My sample code of course also suffered from that, so I added it there too if I use it in the future.

I tested your algorithm with various points and distances and it now seems always OK.

You ask for remarks on your code: it looks good ;-) one thing, many terms are recalculated such as pow(xPos*tan(alpha), 2)); or just tan(alpha), I usually store these into variables, to avoid expensive recalculations of the same terms, though maybe they are optimized by the compiler.

Regards, Barend


P.S. this list discourages top-postings


Hallo Barend,

I corrected the join strategy, but still the buffering doesn't work in all cases as expected. When using xPos = 1, and other values equal 0, the buffered polygon contains a hole (see xPos1.svg), whereas setting xPos to 2 produces a correct result (xPos2.svg). Do you know how to fix it? I attached also main.cpp, as I changed the code a bit and it contains the polygon for which causes the strange behavior.

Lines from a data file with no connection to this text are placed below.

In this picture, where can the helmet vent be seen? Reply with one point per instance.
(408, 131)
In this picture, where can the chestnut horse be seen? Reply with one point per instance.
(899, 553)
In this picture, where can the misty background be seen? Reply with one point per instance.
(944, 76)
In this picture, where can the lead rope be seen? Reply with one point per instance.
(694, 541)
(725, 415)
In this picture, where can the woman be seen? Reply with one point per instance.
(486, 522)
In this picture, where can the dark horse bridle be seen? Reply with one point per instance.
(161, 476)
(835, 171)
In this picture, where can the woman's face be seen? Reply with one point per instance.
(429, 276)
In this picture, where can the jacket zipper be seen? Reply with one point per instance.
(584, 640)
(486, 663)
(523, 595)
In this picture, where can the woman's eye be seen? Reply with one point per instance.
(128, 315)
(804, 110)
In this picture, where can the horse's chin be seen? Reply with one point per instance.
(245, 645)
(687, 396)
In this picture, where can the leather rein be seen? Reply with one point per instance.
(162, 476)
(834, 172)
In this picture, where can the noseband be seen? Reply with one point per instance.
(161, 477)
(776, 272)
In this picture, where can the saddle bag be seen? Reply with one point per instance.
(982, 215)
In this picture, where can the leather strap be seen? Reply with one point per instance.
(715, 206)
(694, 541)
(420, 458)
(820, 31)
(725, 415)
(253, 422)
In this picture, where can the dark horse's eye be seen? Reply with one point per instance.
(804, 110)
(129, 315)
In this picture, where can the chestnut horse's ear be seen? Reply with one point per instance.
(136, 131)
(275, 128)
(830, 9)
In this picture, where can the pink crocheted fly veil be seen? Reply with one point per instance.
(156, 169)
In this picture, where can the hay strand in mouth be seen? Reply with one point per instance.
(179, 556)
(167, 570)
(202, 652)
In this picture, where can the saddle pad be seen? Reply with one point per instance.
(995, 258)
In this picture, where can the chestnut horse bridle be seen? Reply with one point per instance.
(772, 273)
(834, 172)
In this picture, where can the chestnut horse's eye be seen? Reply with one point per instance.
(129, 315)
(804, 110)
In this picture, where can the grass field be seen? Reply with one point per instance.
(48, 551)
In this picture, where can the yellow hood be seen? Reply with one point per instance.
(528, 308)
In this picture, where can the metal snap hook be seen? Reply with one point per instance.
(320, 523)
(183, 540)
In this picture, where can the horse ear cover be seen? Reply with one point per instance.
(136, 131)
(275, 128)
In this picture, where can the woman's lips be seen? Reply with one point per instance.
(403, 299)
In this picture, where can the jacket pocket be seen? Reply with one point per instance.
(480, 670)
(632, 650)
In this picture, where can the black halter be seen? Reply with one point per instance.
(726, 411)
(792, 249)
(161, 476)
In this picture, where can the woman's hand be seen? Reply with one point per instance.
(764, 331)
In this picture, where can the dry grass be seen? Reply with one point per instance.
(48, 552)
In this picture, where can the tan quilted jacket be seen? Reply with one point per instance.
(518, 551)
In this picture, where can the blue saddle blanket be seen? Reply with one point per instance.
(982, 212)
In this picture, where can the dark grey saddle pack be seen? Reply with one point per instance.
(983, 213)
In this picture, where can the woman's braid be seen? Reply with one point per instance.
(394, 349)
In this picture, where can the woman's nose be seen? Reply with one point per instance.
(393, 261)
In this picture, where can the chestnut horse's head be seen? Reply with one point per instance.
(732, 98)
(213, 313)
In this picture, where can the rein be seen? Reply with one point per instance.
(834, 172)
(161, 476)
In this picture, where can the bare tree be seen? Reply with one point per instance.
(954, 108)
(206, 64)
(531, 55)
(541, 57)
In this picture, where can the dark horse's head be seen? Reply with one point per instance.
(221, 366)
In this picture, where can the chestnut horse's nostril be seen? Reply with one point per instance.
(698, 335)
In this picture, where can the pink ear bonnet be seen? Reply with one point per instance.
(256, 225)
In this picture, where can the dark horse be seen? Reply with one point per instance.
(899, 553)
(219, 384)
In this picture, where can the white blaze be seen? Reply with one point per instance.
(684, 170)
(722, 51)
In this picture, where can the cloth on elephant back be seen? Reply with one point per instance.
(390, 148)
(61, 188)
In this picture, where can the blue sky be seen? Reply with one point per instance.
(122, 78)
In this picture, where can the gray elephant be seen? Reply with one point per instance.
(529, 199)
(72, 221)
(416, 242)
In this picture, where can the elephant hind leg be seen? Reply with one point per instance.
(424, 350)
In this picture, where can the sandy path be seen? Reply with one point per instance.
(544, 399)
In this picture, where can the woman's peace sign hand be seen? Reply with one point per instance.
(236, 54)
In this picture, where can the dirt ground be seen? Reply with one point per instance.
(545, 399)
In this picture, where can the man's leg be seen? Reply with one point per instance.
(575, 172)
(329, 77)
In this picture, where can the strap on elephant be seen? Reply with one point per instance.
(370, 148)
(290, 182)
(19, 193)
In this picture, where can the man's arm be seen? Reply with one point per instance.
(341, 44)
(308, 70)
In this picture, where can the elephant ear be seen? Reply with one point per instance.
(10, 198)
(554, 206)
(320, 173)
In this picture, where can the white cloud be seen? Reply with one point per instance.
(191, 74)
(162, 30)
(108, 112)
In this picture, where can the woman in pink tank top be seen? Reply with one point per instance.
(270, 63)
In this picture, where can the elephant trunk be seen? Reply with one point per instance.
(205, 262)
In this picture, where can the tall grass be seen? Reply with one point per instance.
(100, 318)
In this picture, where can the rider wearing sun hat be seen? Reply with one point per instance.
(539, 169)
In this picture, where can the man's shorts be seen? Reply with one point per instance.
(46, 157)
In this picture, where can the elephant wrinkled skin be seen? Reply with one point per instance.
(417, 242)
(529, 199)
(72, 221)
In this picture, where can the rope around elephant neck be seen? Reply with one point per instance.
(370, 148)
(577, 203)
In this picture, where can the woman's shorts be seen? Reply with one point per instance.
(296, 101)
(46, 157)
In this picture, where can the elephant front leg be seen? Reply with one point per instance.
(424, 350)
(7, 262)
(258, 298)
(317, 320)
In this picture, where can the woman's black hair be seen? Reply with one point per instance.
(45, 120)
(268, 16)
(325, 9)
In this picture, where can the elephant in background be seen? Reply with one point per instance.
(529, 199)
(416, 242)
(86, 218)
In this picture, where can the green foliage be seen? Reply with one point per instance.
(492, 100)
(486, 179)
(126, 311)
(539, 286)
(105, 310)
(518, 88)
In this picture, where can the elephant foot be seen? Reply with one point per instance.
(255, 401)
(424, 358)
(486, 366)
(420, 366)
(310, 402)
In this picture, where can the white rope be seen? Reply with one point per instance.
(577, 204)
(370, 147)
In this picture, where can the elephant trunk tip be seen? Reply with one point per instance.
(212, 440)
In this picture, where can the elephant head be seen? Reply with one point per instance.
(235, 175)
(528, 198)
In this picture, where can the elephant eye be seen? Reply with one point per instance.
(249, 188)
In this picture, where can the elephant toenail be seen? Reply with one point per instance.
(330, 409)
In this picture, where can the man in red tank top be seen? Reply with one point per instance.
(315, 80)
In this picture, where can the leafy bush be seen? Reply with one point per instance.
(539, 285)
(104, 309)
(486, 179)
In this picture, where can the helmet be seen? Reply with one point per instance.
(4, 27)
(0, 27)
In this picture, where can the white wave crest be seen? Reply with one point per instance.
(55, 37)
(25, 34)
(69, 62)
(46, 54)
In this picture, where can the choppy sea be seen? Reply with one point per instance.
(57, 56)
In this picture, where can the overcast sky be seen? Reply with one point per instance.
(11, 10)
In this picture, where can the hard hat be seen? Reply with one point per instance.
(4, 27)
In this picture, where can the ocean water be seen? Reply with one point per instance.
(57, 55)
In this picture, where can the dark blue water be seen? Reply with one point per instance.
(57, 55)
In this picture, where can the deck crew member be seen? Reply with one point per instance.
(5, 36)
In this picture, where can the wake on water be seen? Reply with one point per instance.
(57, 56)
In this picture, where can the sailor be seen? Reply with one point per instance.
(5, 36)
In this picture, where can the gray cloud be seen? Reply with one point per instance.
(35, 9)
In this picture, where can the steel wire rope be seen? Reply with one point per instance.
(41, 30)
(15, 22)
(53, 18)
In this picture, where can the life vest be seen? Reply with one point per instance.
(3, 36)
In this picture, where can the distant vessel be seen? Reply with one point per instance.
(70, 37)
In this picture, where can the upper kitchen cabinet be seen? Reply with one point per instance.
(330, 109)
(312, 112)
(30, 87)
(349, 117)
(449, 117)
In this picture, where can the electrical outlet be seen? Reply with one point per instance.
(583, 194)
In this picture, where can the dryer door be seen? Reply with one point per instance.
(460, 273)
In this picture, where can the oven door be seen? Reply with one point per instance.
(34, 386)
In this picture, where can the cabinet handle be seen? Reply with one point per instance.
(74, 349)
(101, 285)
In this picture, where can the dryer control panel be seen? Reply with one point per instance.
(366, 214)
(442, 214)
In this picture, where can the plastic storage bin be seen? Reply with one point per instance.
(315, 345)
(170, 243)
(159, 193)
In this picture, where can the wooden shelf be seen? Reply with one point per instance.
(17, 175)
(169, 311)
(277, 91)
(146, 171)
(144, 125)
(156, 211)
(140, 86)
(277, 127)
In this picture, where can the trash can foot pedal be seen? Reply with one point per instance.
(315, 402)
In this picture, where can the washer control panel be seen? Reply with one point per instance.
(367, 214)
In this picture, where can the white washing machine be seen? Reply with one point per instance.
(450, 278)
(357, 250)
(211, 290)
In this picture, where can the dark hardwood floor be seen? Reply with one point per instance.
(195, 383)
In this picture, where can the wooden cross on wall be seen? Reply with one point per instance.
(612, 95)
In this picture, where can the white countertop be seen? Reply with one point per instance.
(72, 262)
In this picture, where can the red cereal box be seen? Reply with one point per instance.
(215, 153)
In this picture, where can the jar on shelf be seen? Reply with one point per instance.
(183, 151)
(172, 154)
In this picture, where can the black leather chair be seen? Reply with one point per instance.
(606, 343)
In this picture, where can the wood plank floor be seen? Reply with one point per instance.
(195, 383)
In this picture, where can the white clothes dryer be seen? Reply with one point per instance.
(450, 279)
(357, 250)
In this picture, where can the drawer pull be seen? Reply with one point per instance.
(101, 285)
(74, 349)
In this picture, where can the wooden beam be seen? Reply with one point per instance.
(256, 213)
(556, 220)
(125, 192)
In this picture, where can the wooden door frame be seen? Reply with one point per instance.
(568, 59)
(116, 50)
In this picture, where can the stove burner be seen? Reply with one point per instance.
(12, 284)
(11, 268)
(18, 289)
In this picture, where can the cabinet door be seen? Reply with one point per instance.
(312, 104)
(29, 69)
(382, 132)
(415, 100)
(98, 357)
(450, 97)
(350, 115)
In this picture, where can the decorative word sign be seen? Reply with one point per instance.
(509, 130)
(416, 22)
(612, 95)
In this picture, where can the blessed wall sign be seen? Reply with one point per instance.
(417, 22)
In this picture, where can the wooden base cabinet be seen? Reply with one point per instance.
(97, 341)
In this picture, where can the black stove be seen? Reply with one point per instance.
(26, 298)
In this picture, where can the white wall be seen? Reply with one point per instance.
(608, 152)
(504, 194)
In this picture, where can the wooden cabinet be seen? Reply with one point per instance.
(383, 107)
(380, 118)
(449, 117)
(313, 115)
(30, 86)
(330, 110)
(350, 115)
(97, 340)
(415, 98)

That is most probably caused by an error in some of your calculations:

The line y = sqrt(yPos2 * (1 - pow(x, 2) / xNeg2));
causes a NAN for this input:

alpha about PI
then xNeg2 = 0.010000000000000002
and x = -0.10000000000000002
and yPos2 = 0.010000000000000002

This adds a weird line containing NAN to the join, causing the buffer process fail.
I got this using these parameters:
double xPos = 1.0, xNeg = 0.1, yPos = 0.1, yNeg = 0.1;

and not the parameters you have (that was fine for me).

I think you should make the calculations full-proof first...

For example add a line in the join-strategy:
        std::cout << i << " "<< angle1 << " " << angle2 << " " << v.first << " " << v.second << std::endl;


Regards, Barend


Thanks, I'll try to improve my calculations. 
By the way, I was playing with different strategies combinations and I found out that when using only boost buffer strategies:
        
        double points_per_circle = 36;
        double distance = 130;
        bg::strategy::buffer::distance_symmetric<double> distance_strategy(distance); 
bg::strategy::buffer::end_flat end_strategy; 
bg::strategy::buffer::point_circle point_strat(points_per_circle);
bg::strategy::buffer::side_straight sideStrat;
bg::strategy::buffer::join_round joinStrat(points_per_circle);

the buffer function can still fail (produce no output) when the distance is higher than 128 (e.g, 128, 130, 150, 300, 400). But this happens up to a certain value, where the buffer function starts producing a correct output (e.g., distances 900, 1000). 


Hmm, I see (starting at different values, but I can reproduce).

I created a ticket, will be looked at. Thanks for reporting.